Temperature-induced transitions of function and structure in sarcoplasmic reticulum membranes

A transition in the temperature dependences of Ca2+ accumulation and ATPase activity occurs at 20 ° C in Sarcoplasmic reticulum membranes. The transition is characterized by an abrupt change in the activation energies for the cation transport process and the associated enzyme activities. The difference in activation energies below and above 20 °C appears to be due to changes in the entropy of activation rather than in the free energy of activation. Also, the temperature dependences of spectral parameters of lipophilic spin-labeled probes and protein-bound spin labels exhibit different behaviors on either side of this temperature. Above 20 °C the lipid matrix probed by the labels exhibits a large increase in molecular motion and a decrease in the apparent ordering of lipid alkyl chains. In addition, labels covalently bound to enzymic reactive sites indicate that the motion of protein side-chains is sensitive to this transition.
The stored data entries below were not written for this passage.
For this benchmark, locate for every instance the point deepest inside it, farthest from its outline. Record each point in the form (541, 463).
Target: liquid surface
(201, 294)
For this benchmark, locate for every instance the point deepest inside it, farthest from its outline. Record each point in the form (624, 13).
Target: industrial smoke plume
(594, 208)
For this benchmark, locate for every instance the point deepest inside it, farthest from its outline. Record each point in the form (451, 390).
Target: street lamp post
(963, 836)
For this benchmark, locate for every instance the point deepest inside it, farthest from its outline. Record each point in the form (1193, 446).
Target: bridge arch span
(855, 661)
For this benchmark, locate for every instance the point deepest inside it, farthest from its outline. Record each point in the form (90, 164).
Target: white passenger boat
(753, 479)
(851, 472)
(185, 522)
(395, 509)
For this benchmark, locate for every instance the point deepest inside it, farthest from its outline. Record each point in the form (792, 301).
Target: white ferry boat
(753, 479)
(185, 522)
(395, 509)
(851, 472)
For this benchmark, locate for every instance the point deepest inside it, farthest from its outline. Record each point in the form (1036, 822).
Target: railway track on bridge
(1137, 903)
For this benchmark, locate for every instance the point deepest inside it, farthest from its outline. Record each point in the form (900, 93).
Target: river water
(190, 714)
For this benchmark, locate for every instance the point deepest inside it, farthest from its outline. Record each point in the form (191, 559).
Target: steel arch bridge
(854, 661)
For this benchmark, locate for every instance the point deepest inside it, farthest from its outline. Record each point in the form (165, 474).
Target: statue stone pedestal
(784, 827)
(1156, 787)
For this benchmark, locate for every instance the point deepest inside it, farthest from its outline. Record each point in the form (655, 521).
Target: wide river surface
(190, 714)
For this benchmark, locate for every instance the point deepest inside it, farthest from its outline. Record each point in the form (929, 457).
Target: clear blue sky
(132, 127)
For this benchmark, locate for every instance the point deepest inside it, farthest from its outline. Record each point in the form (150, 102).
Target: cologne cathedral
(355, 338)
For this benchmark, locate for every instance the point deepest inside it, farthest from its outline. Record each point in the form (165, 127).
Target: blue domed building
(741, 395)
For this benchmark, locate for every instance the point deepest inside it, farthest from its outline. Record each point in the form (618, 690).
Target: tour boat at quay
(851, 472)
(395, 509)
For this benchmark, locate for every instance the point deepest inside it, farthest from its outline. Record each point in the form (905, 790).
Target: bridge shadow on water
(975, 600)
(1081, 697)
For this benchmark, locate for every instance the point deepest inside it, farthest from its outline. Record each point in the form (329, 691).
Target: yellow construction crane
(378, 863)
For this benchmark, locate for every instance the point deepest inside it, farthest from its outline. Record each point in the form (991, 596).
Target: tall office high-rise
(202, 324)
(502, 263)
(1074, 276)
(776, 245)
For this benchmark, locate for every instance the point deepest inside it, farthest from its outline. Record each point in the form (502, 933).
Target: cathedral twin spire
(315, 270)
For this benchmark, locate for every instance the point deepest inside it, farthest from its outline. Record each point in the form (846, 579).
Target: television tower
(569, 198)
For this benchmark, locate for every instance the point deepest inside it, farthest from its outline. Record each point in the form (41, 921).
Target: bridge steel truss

The results are consistent with an order-disorder transition involving the lipid alkyl chains of the Sarcoplasmic membrane, and with a model in which molecular motion, Ca2+ transport and enzyme activity are limited by local viscosity of hydrophobic regions at temperatures below the transition. Another modification of the Sarcoplasmic reticulum membrane occurs between 37 and 40 °C. It appears that at this temperature the processes governing Ca2+ accumulation and ATPase activity are uncoupled, and Ca2+ accumulation is inhibited, while ATPase activity and passive Ca2+ efflux proceed at rapid rates. Parallel transitions of spectroscopic parameters originating from spin labels, covalently bound to the Sarcoplasmic reticulum ATPase, indicate that the uncoupling is due to a thermally-induced protein conformational change.